From: Pooja Katiyar <pooja.katiyar@...el.com>
Date: Thu, 22 Jan 2026 15:09:19 -0800
Subject: [RFC PATCH 2/2] thunderbolt: Redefine hibernate sequence for proper
 resource management

The current implementation uses the same suspend_noirq() callback
for both system suspend and hibernation flows. This creates a fundamental
timing issue during hibernation that corrupts tunnel resources.

Current hibernation flow:
1. Hibernation begins and kernel prepares to create hibernation image.
2. Active tunnel contexts, software references (krefs), and hardware
   states are captured and preserved in the hibernation image.
3. suspend_noirq() is called after hibernation image creation is
   complete.
4. Resources are freed and switch is suspended. Since image creation
   happened before this step, the release of resources is not part of
   hibernation image.
5. System transition to S4 and firmware reinitializes all hardware state.
6. During resume, hibernation image is restored with stale tunnel data.
7. Driver attempts to use invalid references that no longer match
   hardware.
8. SWCM flow tries to reactivate tunnels based on corrupted state.

This sequence is flawed because the hibernation image contains active
tunnel contexts, software references, and hardware register states that
become completely invalid after the power cycle and firmware reset.
When the system restores from this image, the thunderbolt driver attempts
to operate on stale data structures that no longer correspond to the
actual hardware state after reinitialization.

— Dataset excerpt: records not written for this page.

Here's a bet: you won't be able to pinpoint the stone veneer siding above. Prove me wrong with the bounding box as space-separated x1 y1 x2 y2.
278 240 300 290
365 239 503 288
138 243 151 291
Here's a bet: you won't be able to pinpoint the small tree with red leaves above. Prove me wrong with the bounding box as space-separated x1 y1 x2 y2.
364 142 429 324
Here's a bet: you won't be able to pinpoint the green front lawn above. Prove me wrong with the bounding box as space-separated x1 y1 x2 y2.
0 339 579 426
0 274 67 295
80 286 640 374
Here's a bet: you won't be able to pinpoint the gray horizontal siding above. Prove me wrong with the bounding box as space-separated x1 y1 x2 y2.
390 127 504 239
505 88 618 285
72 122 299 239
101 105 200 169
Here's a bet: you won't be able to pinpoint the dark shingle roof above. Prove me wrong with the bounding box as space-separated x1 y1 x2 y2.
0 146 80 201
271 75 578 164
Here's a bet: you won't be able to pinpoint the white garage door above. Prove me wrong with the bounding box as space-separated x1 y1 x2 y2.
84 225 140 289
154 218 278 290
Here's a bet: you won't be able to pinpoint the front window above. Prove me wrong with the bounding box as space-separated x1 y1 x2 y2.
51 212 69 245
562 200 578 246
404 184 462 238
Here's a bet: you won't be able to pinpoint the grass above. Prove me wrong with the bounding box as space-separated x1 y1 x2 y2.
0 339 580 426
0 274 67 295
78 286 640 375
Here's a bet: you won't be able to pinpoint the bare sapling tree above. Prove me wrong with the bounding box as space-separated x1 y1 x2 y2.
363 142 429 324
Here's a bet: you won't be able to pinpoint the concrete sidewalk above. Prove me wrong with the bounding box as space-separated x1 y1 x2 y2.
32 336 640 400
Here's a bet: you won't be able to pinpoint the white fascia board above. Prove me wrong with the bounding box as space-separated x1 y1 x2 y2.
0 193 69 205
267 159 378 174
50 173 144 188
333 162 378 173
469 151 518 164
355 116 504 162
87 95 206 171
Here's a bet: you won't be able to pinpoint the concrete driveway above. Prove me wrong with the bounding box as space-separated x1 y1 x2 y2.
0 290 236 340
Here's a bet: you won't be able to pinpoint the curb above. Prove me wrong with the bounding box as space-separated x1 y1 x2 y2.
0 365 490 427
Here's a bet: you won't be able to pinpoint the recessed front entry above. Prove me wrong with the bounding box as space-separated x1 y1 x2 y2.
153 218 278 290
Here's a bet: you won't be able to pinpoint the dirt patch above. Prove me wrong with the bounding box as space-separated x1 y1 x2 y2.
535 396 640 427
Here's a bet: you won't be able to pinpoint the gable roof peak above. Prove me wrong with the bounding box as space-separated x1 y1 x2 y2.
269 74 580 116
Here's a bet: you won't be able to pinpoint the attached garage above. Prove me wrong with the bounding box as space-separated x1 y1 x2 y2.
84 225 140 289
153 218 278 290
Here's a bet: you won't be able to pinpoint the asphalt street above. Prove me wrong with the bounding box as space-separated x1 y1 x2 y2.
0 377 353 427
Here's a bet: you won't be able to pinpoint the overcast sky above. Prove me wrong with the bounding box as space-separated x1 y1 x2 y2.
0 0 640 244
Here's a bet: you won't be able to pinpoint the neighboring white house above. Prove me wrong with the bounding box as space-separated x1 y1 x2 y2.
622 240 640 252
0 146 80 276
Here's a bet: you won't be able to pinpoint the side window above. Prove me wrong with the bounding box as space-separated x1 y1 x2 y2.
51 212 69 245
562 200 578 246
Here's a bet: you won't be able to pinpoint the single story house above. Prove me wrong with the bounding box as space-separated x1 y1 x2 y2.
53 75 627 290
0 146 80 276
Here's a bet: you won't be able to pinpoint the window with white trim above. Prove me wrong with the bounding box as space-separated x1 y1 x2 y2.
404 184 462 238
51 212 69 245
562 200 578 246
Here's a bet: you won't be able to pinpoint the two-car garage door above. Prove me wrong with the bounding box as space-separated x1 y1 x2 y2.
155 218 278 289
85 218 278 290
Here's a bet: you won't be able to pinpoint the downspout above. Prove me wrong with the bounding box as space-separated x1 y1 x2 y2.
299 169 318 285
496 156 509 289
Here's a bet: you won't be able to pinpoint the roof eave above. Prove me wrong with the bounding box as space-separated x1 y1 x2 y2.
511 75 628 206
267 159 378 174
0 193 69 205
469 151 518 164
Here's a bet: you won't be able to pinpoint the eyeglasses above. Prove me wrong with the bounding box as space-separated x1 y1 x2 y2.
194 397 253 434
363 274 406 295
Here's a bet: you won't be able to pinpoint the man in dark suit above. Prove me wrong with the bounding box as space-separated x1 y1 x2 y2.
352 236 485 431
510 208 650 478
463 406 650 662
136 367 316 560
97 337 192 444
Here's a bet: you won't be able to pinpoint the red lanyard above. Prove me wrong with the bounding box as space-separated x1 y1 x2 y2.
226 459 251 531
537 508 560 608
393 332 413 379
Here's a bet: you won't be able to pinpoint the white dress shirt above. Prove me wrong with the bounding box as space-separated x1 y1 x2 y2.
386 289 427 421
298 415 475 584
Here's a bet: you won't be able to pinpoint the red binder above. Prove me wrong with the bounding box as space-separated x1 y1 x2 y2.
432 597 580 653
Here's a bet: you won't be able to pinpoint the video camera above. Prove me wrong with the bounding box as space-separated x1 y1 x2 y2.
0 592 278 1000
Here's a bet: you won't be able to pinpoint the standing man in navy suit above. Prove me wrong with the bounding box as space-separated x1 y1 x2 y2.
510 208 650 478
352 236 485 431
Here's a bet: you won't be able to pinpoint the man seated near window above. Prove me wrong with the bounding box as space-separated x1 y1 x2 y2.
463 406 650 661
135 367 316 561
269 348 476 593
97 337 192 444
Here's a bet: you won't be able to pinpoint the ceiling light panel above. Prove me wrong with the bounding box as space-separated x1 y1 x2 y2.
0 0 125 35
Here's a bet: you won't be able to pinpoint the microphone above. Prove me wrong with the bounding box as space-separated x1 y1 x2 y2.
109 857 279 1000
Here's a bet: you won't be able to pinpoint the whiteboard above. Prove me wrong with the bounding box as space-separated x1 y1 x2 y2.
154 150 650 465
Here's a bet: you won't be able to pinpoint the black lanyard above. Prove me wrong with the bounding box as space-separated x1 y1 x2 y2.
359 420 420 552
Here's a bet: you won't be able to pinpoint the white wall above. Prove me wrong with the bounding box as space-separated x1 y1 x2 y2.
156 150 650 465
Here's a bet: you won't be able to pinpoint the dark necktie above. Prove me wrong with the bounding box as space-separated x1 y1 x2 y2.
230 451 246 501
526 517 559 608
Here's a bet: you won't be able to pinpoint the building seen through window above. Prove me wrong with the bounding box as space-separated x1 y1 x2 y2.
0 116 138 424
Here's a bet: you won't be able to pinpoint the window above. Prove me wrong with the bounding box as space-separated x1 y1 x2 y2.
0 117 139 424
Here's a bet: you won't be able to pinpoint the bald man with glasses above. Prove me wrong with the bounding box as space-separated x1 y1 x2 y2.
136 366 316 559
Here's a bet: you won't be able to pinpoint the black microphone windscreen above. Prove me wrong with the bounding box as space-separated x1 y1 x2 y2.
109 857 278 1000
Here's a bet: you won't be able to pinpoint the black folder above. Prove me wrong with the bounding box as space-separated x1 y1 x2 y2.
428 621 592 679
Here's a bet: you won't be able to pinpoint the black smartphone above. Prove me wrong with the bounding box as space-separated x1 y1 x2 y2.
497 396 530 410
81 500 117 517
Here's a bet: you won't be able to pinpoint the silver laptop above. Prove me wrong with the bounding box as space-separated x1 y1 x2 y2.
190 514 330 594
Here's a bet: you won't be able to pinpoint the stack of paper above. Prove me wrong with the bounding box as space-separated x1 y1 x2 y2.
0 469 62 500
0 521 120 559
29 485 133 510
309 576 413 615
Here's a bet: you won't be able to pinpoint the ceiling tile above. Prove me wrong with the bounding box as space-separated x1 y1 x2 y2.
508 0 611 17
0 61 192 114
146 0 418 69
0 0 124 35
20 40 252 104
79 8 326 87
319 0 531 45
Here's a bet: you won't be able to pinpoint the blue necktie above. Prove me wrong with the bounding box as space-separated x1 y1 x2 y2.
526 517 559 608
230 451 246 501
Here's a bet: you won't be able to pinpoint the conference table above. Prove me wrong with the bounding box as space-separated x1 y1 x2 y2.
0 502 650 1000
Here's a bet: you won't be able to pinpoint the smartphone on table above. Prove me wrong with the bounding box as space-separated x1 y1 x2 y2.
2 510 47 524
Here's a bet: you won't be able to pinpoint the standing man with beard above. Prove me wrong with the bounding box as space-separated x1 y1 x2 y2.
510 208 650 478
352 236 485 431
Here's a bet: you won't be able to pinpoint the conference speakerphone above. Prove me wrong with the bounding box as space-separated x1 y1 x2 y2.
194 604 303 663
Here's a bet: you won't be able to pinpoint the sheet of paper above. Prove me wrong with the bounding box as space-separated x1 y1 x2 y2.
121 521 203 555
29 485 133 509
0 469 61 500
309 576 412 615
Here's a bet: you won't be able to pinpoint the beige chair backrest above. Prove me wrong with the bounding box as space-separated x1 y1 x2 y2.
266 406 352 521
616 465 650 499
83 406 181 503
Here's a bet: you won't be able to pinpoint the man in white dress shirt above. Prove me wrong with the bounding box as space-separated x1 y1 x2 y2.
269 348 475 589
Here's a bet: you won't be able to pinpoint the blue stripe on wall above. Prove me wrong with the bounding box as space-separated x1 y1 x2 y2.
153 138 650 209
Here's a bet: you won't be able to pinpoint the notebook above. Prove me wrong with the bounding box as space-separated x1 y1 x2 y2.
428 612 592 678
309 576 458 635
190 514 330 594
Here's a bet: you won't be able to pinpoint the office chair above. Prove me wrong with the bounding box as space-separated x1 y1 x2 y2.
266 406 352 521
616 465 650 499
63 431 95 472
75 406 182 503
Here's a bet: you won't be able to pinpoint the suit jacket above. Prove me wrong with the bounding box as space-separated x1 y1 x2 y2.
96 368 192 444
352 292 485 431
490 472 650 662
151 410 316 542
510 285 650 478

The DP tunneling failure illustrates this clearly:
- Before hibernation entry: DP tunnel created with kref=2.
- During image creation: Tunnel context preserved with kref=2 in
  hibernation image.
- After power-off/during S4 transition: Hardware completely reset, all
  tunnels cleared by firmware.
- During restore: Hibernation image restored with stale tunnel context
  (kref=2).
- During SWCM reactivation: Driver increments kref to 3 for same tunnel
  object.
- Result: Reference count mismatch (kref=3 instead of expected 2).
- Subsequent hotplug events fail due to not enough hopids available due
  to kref count mismatch.

Fix this by redefining the hibernate sequence with dedicated callbacks:

- Hibernate prepare callback: Tear down tunnels and release resources
  as part of freeze before hibernation image creation, ensuring clean
  state is captured.
- Separate poweroff/restore callbacks: Handle hibernation-specific reset
  requirements, accounting for complete hardware reinitialization by
  firmware.
- Clear separation from suspend/resume: Distinct code paths prevent
  resource management conflicts and ensure proper timing for each flow.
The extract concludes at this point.